Things are moving quickly. In the wake of these allegations, the New York premiere of C.K.’s movie I Love You, Daddy has been cancelled, and the distribution of that film is in jeopardy. Read more about the Louis CK allegations of sexual misconduct and how it could impact his new film below.

In The New York Times article, comedians Dana Min Goodman and Julia Wolov explain how, at the U.S. Comedy Arts Festival in 2002, Louis C.K. invited them up to his hotel room after a show. Then things took a turn for the worse:

As soon as they sat down in his room, still wrapped in their winter jackets and hats, Louis C.K. asked if he could take out his penis, the women said.

They thought it was a joke and laughed it off. “And then he really did it,” Ms. Goodman said in an interview with The New York Times. “He proceeded to take all of his clothes off, and get completely naked, and started masturbating.”

Abby Schachner, a writer, illustrator, and performer, told the paper that C.K. masturbated during a phone call with her in 2003, and then called her six years later to apologize, saying, “That was a bad time in my life and I’m sorry.” The encounter caused her to avoid pursuing a career in comedy. You can read the details of the accounts from these and other women in the full Times piece.

Variety reports that the release of I Love You, Daddy – C.K.’s film that premiered at this year’s Toronto International Film Festival – is being “reconsidered” by The Orchard, an independent distribution company.

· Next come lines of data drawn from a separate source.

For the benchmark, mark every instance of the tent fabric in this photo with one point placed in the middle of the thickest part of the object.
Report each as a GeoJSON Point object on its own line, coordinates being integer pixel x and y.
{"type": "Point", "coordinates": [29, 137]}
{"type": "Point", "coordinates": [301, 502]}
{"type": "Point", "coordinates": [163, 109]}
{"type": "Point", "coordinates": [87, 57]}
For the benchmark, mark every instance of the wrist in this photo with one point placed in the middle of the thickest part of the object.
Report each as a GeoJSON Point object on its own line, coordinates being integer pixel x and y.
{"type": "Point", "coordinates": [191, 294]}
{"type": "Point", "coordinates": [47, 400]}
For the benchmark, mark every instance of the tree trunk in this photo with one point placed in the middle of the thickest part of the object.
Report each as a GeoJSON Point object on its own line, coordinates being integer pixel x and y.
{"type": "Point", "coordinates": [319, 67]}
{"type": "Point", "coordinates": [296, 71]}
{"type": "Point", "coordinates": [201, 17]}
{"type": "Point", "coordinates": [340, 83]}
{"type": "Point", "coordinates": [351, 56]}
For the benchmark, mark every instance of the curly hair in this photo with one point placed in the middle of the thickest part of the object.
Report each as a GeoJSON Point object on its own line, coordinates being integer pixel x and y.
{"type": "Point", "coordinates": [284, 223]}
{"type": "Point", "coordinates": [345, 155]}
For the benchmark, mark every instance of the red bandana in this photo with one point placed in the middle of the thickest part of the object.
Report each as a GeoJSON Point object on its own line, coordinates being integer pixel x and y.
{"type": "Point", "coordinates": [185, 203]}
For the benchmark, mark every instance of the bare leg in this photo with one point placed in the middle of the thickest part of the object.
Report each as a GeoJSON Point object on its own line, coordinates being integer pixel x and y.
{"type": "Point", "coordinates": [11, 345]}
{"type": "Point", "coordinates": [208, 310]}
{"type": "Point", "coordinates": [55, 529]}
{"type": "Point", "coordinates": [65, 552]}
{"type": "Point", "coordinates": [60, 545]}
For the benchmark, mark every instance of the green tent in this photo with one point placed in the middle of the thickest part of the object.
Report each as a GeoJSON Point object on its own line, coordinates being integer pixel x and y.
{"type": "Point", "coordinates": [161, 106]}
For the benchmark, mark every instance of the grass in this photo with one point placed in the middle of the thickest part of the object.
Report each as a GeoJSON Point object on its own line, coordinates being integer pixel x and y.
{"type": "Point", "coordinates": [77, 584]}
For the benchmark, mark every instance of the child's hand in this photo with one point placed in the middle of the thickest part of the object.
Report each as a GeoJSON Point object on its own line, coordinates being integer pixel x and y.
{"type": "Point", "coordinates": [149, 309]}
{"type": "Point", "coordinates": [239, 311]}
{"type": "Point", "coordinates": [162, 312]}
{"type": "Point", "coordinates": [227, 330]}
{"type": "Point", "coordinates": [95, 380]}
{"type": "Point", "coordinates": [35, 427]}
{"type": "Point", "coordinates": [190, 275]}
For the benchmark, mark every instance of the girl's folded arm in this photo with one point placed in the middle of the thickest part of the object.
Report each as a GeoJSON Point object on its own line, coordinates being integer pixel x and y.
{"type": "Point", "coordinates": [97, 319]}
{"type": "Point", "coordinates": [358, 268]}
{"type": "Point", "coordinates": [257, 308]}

The Orchard released the following statement:

“In light of the allegations concerning Louis C.K. referenced in today’s New York Times, we are cancelling tonight’s premiere of ‘I Love You, Daddy.’ There is never a place for the behavior detailed in these allegations. As a result, we are giving careful consideration to the timing and release of the film and continuing to review the situation.”

The film was originally set for a limited release on November 17, 2017. C.K. stars in the film, and even before this piece, the movie seemed intended to be controversial: his character’s daughter (played by Chloe Grace Moretz) ends up getting together with a much older man (played by John Malkovich), “a character pretends to masturbate at length in front of other people, and other characters appear to dismiss rumors of sexual predation.”

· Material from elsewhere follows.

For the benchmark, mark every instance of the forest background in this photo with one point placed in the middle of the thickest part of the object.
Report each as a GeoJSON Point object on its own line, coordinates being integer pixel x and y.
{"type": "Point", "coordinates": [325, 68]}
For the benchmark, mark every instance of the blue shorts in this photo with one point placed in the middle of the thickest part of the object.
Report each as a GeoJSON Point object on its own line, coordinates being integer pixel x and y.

Louis C.K. was also slated to be a guest tonight on The Late Show with Stephen Colbert and be interviewed for a profile by journalist Glenn Whipp; both of those engagements were cancelled when word came out that the Times was about to publish their story.

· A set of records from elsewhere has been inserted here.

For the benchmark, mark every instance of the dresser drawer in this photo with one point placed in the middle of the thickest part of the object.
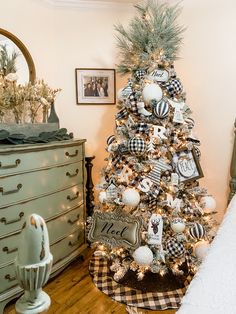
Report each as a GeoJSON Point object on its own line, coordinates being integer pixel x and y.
{"type": "Point", "coordinates": [7, 278]}
{"type": "Point", "coordinates": [58, 228]}
{"type": "Point", "coordinates": [63, 248]}
{"type": "Point", "coordinates": [19, 161]}
{"type": "Point", "coordinates": [66, 224]}
{"type": "Point", "coordinates": [13, 217]}
{"type": "Point", "coordinates": [29, 185]}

It should go without saying that the alleged behavior mentioned here is abhorrent and unacceptable, and that /Film believes these women who have come forward. Personally, I’m a fan of C.K.’s comedy, so I admit that hearing these stories stings. But my discomfort in hearing them pales in comparison to the women who experienced them, and we have to continue to foster a community in which women feel emboldened to speak out against abusers in the hopes of creating a safe and reasonable working environment for all genders in Hollywood.